Subject: Re: remote job execution with make
To: Laine Stump <lainestump@rcn.com>
From: Todd Whitesel <toddpw@best.com>
List: current-users
Date: 01/03/2000 01:39:19
> I haven't tried using rsh, but my sense is that it would create a lot of
> overhead when each job is fairly short (such as compiling a .c file).

Having recently tried this on 20/25/40 mhz sun's and mac's, I disagree
with this as a general statement :)

For example, on a 20 mhz sun3, compiling a "typical" source file from
the kernel takes 2-3 minutes, about 2/3 of which is spent solely in
/usr/libexec/cc1. On a 40 mhz sparc, nroff of a "typical" man page
(cat) takes 10 seconds.

Since both of those programs are filters in the best sense of the word,
remoting them to other machines is easy (as is building a cross cc1, it
turns out). I used a 233 mhz arm32 (SHARK) running 1.4.1.

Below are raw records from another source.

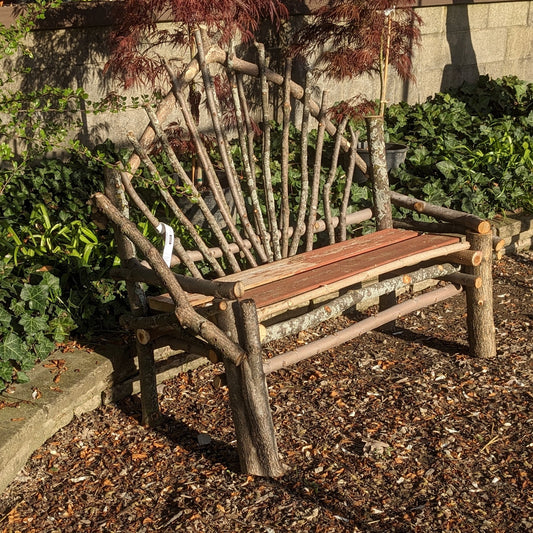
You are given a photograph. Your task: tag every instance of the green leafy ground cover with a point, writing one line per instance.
(469, 149)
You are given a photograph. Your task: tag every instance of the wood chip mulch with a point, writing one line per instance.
(392, 432)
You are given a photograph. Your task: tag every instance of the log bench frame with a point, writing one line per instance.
(229, 319)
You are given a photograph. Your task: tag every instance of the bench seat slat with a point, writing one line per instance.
(323, 266)
(345, 268)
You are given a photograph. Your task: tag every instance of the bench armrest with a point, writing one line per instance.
(471, 222)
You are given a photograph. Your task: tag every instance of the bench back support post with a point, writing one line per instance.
(480, 318)
(248, 394)
(151, 415)
(378, 172)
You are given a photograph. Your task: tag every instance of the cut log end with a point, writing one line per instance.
(484, 227)
(143, 336)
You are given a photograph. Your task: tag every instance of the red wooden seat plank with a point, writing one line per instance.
(324, 275)
(295, 278)
(288, 267)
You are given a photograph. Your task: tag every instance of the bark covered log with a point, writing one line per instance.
(341, 304)
(368, 324)
(217, 289)
(480, 318)
(466, 220)
(150, 413)
(248, 392)
(378, 167)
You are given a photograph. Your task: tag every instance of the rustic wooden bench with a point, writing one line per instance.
(277, 261)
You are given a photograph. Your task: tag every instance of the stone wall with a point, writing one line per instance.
(460, 41)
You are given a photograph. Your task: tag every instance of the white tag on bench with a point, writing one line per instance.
(168, 232)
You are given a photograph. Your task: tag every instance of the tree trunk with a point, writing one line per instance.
(256, 440)
(380, 191)
(480, 318)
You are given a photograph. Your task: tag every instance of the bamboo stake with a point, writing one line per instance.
(315, 188)
(348, 184)
(353, 297)
(187, 316)
(368, 324)
(300, 227)
(267, 176)
(285, 208)
(326, 201)
(296, 302)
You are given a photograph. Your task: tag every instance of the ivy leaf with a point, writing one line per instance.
(446, 168)
(18, 307)
(52, 283)
(43, 347)
(22, 377)
(61, 326)
(33, 324)
(13, 348)
(6, 371)
(35, 295)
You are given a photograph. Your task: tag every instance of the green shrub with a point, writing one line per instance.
(470, 149)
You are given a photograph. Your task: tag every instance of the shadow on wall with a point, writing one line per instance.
(70, 58)
(463, 66)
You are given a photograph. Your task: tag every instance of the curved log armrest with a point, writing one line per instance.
(471, 222)
(135, 271)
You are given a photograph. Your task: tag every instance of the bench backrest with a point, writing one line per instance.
(253, 190)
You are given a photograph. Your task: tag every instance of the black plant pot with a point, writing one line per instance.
(395, 155)
(193, 212)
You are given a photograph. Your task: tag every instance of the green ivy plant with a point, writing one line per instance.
(32, 319)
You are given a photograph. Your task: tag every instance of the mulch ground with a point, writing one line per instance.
(401, 432)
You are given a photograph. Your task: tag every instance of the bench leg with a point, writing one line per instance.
(151, 415)
(248, 394)
(480, 317)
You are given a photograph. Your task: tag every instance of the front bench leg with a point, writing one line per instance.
(248, 394)
(480, 317)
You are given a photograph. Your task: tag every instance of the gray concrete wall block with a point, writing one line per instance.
(508, 14)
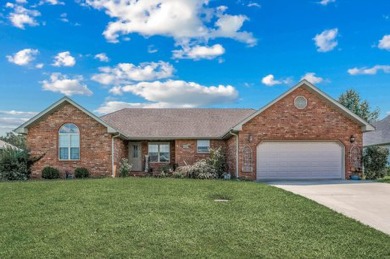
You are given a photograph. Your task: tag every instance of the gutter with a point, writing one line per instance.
(113, 153)
(234, 134)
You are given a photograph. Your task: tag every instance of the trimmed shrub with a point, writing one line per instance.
(125, 168)
(375, 162)
(50, 173)
(81, 172)
(14, 164)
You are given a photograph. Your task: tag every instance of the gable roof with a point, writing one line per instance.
(304, 83)
(149, 123)
(381, 136)
(4, 145)
(24, 127)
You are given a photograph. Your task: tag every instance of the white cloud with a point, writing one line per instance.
(270, 80)
(326, 40)
(384, 43)
(254, 4)
(64, 59)
(180, 19)
(102, 57)
(369, 71)
(11, 119)
(20, 16)
(51, 2)
(312, 78)
(126, 72)
(68, 86)
(199, 52)
(23, 57)
(177, 93)
(326, 2)
(152, 49)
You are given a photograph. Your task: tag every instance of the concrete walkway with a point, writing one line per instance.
(367, 202)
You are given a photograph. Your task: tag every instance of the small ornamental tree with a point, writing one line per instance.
(375, 162)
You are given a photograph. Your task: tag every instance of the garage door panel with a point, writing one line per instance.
(299, 160)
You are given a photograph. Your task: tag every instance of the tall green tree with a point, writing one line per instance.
(351, 100)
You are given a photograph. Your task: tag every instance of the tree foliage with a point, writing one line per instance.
(351, 100)
(375, 162)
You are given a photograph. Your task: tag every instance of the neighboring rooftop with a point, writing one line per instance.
(138, 123)
(381, 136)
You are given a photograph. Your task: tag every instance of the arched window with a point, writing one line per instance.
(69, 142)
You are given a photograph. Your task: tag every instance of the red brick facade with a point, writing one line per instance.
(282, 121)
(320, 120)
(95, 142)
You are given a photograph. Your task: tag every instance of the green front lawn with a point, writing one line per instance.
(174, 218)
(385, 179)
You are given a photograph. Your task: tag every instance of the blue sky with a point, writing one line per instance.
(109, 54)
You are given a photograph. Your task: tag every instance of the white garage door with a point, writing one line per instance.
(300, 160)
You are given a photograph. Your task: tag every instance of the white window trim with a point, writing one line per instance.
(70, 143)
(197, 146)
(158, 152)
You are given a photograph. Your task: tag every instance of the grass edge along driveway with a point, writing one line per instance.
(175, 218)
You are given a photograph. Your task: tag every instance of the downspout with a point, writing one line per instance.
(113, 154)
(236, 135)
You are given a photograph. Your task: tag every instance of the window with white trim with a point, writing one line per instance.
(159, 152)
(69, 142)
(203, 146)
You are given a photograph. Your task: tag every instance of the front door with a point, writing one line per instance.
(135, 156)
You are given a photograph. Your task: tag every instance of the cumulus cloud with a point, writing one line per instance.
(312, 78)
(384, 43)
(64, 59)
(369, 71)
(180, 19)
(11, 119)
(102, 57)
(270, 80)
(326, 40)
(326, 2)
(68, 86)
(20, 16)
(23, 57)
(199, 52)
(178, 93)
(126, 72)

Average gcc -c rate for the sun3 tripled; nroff rate for the sparc
quintupled. I did some fidelity testing, too: cc1 output compares equal
to the local cc1, but nroff has some niggly differences that I suspect
could be traced to differences in /usr/share on 1.4.1 vs. -current.

As for the rsh/ssh link: rsh is rock-solid but doesn't return exit codes
on its own; ssh does do exit codes but depending on how I do the stream
forwarding, it suffers from occasional incidents of data loss (always the
last hunk of stdout) or flat-out hanging (only observed once so far).

As they say (somewhere), "research continues." My next idea is to wrap
rsh again, but spoof stderr a little to carry the exit code. It is of
course a hack, but that's pretty much a given here.